A keynote lecture was recently delivered by Professor Elaine Chalus for the 'Adventurous Wives' conference.
The lecture looks at the experiences of four adventurous wives across the long 18th century: Charlotte, Lady Lovelace (wife of John, Lord Lovelace, governor of New York, 1708–09); Winnifred, Lady Nithsdale (wife of the Jacobite peer, William, 5th Lord Nithsdale); Frederika, Baroness de Riedesel (wife of General Friedrich Riedesel of Brunswick, leader of the Brunswick troops under General Burgoyne during the Saratoga campaign); and Priscilla, Lady Burghersh, a niece of the duke of Wellington and wife of John Fane, Lord Burgersh, later 11th Earl of Westmorland.
Excerpt from the lecture
‘I am obliged to remember and think of everything’, wrote twenty-year-old Priscilla, Lady Burghersh, to her mother from Gothenburg, Sweden, on 13 October 1813.

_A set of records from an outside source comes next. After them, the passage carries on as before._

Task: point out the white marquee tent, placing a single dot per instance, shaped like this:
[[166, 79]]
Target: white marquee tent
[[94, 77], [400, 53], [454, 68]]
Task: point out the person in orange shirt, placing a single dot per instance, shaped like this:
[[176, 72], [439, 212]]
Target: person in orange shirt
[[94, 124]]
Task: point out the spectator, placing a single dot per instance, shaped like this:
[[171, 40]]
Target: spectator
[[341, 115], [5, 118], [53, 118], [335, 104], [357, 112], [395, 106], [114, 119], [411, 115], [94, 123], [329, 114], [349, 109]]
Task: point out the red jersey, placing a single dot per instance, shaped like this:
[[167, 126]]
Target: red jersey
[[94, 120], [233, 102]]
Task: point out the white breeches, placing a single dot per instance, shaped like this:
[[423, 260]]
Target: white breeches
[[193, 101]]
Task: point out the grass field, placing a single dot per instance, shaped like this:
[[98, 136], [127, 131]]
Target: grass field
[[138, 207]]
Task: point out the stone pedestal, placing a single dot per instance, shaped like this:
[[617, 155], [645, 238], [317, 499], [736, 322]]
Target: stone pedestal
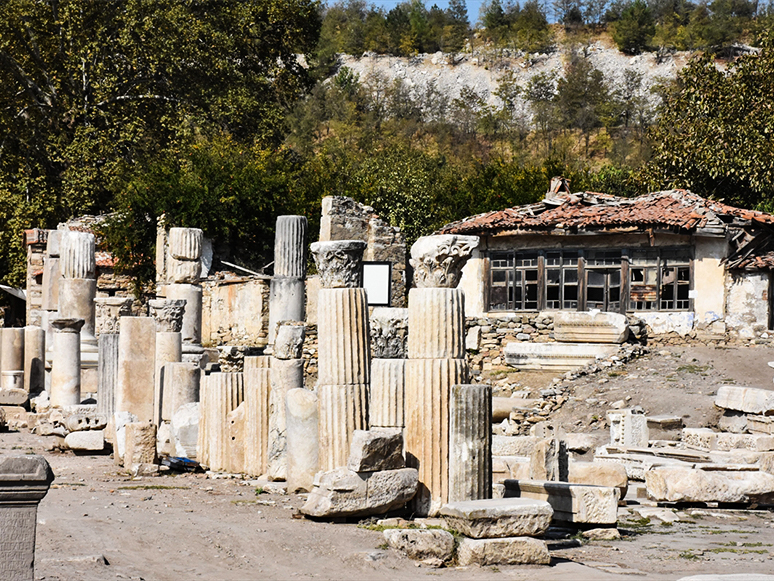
[[66, 366], [34, 359], [470, 443], [136, 360], [388, 386], [257, 389], [302, 439], [24, 481], [221, 393]]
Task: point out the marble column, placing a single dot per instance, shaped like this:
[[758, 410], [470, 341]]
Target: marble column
[[302, 438], [136, 361], [24, 481], [470, 442], [343, 349], [66, 366], [287, 292], [389, 331], [436, 352], [184, 268], [107, 315], [168, 314]]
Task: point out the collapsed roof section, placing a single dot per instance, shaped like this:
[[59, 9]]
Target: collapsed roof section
[[750, 233]]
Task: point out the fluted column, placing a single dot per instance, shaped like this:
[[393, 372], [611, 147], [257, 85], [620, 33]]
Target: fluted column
[[436, 314], [470, 442], [66, 367], [343, 349], [108, 312], [221, 393]]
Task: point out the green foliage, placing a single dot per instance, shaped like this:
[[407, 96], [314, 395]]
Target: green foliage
[[714, 132]]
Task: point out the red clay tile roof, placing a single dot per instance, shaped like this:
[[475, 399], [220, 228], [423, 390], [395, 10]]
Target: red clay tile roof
[[678, 210]]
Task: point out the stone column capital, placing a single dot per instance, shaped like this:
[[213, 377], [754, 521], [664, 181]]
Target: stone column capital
[[109, 310], [67, 325], [438, 260], [339, 262], [168, 314]]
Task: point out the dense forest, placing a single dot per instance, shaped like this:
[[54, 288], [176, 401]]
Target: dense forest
[[223, 114]]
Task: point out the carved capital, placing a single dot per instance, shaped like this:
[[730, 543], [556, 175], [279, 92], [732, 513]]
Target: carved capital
[[108, 312], [168, 314], [339, 263], [438, 260]]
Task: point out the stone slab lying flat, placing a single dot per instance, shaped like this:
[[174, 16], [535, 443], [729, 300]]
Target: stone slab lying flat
[[572, 503], [686, 485], [749, 400], [499, 517], [506, 551], [555, 356]]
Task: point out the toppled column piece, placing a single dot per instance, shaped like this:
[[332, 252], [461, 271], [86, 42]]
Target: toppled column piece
[[302, 439], [470, 442]]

Her husband of two years had recently been appointed Commissioner to the headquarters of the Austrian army in Germany, where the King of Prussia and the Emperors of Russia and Austria were leading their armies in what would become the final push against Napoleon’s retreating French army.
Burghersh wanted his wife to accompany him to Germany — and she wanted to go. By the time that Napoleon surrendered and Lady Burghersh joined her husband in Paris to celebrate the victory in 1814, she would have crossed western Europe as the only elite British woman embedded with the allied forces.